Car la question écologique requiert un « nouvel imaginaire moral et politique articulant les défis démocratiques, sociaux et environnementaux » comme il requiert un véritable engagement de tous ceux qui se sentent dépossédés du sens de leur vie et de leur présence dans un tel « monde » où l’on suffoque tant de la corruption de l’atmosphère que de celle des consciences.
Un déni de réalité persistant
Pourtant, le déni de réalité s’exacerbe avec la « contre-révolution dite néo-libérale » dont le dogmatisme « free market » mène à une nouvelle phase d’accumulation et précipite le monde vers l’abîme en détruisant nombre de contraintes économiques, sociales et environnementales pour exercer son emprise sur une société de marchandisation généralisée et déshumanisée...

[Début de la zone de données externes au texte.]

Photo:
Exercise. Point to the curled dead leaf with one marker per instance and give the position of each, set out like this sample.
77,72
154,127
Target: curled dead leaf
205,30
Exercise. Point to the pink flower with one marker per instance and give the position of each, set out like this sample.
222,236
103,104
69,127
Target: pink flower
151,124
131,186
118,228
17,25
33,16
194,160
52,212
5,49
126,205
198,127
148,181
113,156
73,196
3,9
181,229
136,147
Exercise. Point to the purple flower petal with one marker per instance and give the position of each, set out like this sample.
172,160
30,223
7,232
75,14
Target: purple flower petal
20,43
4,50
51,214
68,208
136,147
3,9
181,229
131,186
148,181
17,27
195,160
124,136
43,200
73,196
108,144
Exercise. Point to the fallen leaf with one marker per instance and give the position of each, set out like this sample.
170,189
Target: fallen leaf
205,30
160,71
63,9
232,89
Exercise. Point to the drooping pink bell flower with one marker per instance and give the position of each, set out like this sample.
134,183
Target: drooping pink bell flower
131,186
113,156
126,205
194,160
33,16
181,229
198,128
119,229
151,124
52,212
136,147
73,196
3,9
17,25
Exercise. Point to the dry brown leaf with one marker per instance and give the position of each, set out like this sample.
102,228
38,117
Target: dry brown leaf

La « mondialisation capitaliste » légitime de façon pseudo-scientifique une « surexploitation irresponsable des ressources » et aggrave les dégâts environnementaux jusqu’à la sixième extinction des espèces en jouant d’une économie « immatérielle » aux infrastructures très matérielles, bien plus énergivores et polluantes encore que celles du trafic aérien.
Serge Audier montre que « l’entrée du virtuel dans la vie quotidienne » avive gravement « l’obsession consumériste addictive » et évacue irrémédiablement « l’enjeu écologique et la question de la responsibilité civique vis-à-vis du milieu naturel et des générations futures ». Pour lui, « les racines de la crise écologique mondiale, à gauche, se trouvaient au coeur même de la pensée socio-économique qui a structuré une part de son imaginaire, depuis l’industrialisme saint-simonien jusqu’au marxisme » - et la phase terminale d’info-dominance, d’uberisation et de déréalisation actuelles.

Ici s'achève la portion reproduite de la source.